Elegy For A Dead World, a side-scrolling game about keeping and sharing a diary which documents lost civilizations, is a collaboration between the Aaaaaaaaaa(etc) dev and Ziba Scott of Girls Like Robots. It seems, from afar, somewhat mysterious, and Dejobaan suggest it may be even more so in practice. "There's no game to play," bossman Ichiro Lambe told IndieGames. "You go through the world, observe, and make notes -- or stories -- or poems -- or songs -- in your journal. You then close your journal and send it back to Homeworld (Steam Workshop)."
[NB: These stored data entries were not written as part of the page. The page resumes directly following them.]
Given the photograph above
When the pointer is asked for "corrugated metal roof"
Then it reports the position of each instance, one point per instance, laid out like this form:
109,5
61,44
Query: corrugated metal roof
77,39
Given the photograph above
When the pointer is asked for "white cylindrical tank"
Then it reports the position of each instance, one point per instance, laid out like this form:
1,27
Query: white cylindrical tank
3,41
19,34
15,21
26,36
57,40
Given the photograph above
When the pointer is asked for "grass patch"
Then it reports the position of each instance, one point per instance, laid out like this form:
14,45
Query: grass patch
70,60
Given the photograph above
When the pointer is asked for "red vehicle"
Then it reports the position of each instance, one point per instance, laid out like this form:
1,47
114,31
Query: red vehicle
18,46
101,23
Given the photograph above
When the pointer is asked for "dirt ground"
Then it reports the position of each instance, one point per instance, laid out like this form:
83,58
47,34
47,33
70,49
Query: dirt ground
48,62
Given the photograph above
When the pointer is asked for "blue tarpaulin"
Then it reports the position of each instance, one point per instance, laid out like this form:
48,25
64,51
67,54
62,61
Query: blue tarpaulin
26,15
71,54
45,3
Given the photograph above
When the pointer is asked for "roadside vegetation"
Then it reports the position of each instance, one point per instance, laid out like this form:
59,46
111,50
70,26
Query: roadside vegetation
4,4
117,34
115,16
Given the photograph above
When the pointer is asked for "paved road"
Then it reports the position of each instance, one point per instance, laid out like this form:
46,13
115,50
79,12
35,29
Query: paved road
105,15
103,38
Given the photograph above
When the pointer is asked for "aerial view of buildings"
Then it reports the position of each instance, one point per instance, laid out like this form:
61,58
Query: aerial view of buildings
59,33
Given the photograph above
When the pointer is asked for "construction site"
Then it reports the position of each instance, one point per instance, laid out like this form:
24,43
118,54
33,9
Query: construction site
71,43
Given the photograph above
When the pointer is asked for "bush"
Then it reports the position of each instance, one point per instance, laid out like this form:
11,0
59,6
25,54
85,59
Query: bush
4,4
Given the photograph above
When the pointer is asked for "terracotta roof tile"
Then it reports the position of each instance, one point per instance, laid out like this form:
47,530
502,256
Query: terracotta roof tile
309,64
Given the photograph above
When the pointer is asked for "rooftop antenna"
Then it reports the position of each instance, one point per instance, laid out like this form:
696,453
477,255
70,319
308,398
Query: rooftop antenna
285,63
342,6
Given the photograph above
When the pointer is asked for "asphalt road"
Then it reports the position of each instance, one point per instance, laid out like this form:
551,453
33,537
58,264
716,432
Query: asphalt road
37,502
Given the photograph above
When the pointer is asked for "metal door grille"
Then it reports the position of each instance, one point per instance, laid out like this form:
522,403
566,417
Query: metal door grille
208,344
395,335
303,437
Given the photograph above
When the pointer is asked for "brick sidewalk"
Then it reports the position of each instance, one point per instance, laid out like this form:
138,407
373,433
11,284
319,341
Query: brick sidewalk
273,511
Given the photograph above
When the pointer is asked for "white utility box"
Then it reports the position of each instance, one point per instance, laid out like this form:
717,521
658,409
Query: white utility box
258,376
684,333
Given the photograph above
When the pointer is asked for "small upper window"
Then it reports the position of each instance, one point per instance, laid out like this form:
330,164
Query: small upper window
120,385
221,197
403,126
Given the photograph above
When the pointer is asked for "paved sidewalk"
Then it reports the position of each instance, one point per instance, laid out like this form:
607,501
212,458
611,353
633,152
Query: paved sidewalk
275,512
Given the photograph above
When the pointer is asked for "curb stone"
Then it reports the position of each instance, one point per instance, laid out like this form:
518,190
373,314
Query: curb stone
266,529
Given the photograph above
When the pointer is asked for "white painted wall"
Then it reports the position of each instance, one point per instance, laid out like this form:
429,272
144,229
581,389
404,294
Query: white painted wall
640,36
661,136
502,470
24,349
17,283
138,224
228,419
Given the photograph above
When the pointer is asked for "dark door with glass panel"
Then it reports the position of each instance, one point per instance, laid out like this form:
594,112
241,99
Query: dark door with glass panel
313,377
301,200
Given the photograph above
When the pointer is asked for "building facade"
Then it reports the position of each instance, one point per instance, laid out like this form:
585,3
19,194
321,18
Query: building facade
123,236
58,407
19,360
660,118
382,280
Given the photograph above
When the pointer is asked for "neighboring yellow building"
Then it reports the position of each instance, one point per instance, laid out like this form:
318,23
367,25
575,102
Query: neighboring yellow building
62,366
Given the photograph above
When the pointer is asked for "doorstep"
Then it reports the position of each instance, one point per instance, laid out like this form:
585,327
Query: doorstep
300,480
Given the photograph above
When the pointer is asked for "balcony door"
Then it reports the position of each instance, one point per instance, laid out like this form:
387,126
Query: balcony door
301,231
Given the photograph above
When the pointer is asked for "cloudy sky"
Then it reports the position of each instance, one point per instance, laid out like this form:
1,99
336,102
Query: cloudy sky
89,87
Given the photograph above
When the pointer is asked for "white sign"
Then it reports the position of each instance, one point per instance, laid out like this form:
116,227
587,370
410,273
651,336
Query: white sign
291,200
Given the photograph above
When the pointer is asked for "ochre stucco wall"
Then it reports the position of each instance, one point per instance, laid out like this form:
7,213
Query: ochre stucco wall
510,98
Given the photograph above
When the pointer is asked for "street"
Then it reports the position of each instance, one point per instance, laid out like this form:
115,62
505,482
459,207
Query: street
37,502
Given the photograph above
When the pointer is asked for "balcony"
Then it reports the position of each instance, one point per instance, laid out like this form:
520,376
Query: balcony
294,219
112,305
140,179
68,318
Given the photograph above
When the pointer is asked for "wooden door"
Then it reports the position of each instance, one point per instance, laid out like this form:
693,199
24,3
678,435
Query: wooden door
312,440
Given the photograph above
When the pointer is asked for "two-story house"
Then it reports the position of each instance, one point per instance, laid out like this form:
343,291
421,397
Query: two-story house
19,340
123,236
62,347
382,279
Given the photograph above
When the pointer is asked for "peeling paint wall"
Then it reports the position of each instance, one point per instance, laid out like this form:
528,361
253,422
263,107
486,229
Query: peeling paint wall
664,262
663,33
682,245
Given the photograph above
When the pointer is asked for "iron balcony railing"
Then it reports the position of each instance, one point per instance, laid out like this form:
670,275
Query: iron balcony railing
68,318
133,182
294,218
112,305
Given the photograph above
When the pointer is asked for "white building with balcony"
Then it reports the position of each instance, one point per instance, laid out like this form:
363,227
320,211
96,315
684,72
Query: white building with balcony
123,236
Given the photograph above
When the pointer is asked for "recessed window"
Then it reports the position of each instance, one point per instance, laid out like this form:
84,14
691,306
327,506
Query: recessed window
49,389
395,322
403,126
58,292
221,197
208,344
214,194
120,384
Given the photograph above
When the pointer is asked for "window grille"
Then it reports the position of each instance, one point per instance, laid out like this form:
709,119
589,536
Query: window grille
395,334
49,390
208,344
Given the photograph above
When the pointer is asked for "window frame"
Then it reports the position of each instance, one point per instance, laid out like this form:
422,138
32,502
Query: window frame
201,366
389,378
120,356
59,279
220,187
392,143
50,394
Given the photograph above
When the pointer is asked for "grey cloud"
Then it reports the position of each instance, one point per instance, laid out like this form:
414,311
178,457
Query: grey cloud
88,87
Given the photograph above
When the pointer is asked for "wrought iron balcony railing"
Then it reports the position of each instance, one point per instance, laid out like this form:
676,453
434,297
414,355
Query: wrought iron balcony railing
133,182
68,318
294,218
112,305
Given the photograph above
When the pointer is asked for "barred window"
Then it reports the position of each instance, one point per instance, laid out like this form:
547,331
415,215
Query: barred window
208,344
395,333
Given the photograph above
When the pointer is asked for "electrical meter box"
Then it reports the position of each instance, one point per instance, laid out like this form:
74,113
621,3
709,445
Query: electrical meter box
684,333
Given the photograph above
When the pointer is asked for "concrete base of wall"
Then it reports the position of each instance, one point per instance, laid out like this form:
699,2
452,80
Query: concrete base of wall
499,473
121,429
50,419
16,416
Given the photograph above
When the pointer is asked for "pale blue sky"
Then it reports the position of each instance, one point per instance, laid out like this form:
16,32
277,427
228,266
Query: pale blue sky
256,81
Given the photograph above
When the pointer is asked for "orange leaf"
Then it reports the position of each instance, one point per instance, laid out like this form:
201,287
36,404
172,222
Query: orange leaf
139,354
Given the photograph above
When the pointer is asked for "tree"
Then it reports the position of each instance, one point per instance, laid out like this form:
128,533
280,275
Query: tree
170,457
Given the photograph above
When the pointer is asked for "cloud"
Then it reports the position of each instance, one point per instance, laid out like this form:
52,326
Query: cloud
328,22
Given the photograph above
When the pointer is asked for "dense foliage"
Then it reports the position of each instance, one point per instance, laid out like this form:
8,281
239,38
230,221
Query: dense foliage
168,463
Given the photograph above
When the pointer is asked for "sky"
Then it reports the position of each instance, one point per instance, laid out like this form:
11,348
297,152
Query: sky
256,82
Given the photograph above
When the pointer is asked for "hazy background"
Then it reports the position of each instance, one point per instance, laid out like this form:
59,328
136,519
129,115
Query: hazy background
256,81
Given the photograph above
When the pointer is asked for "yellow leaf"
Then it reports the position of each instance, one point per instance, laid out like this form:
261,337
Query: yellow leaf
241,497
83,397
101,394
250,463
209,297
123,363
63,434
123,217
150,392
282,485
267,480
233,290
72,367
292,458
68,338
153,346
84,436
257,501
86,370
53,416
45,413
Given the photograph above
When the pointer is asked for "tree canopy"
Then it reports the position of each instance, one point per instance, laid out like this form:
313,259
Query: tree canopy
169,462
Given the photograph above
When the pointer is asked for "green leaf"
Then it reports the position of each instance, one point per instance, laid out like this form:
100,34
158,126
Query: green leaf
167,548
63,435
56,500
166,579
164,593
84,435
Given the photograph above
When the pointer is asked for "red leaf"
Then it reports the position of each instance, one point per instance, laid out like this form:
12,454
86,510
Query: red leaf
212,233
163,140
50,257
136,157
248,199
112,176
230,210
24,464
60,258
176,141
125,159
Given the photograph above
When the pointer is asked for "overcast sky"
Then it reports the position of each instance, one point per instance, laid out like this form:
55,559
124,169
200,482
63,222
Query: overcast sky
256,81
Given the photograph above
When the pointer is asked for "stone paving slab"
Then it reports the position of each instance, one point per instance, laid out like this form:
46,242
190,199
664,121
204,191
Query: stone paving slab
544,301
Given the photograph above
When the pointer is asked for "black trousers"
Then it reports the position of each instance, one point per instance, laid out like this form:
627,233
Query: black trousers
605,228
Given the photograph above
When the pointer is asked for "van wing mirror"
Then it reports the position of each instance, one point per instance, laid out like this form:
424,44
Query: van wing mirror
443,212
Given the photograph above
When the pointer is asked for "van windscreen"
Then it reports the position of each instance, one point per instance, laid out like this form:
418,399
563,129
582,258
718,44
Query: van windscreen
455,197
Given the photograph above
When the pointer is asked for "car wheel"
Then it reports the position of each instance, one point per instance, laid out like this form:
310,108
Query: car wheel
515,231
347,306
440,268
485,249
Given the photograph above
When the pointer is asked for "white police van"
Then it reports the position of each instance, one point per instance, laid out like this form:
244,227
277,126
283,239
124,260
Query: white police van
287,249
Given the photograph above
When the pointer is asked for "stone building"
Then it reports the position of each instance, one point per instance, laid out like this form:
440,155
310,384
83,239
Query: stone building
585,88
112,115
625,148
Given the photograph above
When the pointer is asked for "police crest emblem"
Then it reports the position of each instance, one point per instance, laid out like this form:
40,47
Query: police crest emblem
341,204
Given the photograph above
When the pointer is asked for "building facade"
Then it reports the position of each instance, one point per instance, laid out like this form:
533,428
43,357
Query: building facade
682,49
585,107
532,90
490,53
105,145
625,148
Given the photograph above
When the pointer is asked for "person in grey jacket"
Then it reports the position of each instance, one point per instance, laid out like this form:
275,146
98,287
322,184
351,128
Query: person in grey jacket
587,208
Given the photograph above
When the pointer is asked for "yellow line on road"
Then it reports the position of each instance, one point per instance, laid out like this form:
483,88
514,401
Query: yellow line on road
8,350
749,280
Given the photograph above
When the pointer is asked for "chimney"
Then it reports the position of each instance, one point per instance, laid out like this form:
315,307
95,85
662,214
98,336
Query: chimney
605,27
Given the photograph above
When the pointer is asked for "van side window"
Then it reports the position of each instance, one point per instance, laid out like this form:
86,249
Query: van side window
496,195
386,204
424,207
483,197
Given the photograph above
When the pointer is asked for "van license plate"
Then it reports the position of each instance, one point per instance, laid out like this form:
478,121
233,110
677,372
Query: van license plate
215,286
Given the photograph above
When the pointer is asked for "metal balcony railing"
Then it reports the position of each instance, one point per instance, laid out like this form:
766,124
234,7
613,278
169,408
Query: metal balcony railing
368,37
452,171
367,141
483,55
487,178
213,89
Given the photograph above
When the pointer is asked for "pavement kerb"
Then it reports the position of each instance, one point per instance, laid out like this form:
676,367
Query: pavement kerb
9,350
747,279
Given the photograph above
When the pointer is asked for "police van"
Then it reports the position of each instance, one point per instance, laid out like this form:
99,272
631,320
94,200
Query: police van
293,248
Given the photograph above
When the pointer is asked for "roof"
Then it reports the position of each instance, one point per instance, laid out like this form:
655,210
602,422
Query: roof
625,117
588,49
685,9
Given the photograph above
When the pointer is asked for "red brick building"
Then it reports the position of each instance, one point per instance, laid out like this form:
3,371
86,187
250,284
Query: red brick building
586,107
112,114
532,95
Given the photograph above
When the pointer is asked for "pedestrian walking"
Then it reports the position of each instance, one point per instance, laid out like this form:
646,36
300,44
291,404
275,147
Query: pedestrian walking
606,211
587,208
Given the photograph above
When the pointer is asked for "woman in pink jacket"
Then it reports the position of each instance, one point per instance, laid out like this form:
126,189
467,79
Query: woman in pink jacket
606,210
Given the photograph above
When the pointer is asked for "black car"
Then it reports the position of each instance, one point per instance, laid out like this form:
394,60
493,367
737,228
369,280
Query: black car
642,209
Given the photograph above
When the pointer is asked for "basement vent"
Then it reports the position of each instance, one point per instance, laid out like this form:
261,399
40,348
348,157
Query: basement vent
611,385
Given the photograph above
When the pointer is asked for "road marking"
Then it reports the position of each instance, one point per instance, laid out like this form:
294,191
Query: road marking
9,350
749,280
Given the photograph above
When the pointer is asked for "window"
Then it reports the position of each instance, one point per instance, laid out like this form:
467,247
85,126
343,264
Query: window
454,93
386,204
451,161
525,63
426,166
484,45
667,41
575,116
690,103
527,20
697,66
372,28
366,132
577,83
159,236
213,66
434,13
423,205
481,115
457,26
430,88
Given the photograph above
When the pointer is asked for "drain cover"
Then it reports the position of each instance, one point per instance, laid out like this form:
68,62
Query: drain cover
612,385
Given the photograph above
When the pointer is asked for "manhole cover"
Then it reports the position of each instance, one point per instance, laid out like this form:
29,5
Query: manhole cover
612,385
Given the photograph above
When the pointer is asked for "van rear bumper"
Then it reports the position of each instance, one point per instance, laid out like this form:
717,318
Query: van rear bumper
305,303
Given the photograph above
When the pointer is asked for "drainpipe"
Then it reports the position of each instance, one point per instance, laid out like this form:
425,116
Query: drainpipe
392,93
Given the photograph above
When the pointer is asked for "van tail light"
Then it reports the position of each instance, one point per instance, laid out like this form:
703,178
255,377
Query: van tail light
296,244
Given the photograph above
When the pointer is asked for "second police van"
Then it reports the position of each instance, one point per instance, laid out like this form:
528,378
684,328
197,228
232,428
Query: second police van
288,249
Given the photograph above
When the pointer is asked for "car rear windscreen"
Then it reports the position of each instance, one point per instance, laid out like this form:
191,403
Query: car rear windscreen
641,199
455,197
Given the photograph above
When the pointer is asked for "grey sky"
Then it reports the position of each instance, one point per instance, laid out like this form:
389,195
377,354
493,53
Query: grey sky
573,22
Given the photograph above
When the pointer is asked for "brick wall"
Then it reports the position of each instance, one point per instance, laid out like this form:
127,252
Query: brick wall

In turn, you can browse and rate others' journals, and examine how close or distant they are from your own assessment of what happened to the lost people of the titular dead world. You take the role of "a speaker for lost worlds. You investigate 3 long-dead civilizations. You report on who they were, what they did, and how they died." Mostly, you'll be doing this sort of thing:
I understand a little, but not a lot. I imagine it'll be more an experiential thing, and thus a red rag to all those 'not a game' plonkers, but the stated inspirations of the Shelley, Bryon & Keats, XKCD's lovely Time and Lambe's childhood experiments in scenery-browsing games has me paying attention. Not that I have the words to describe it, of course. They should have sent a poet.
Elegy's been submitted to this year's IGF, so we should be seeing more of it rather soon.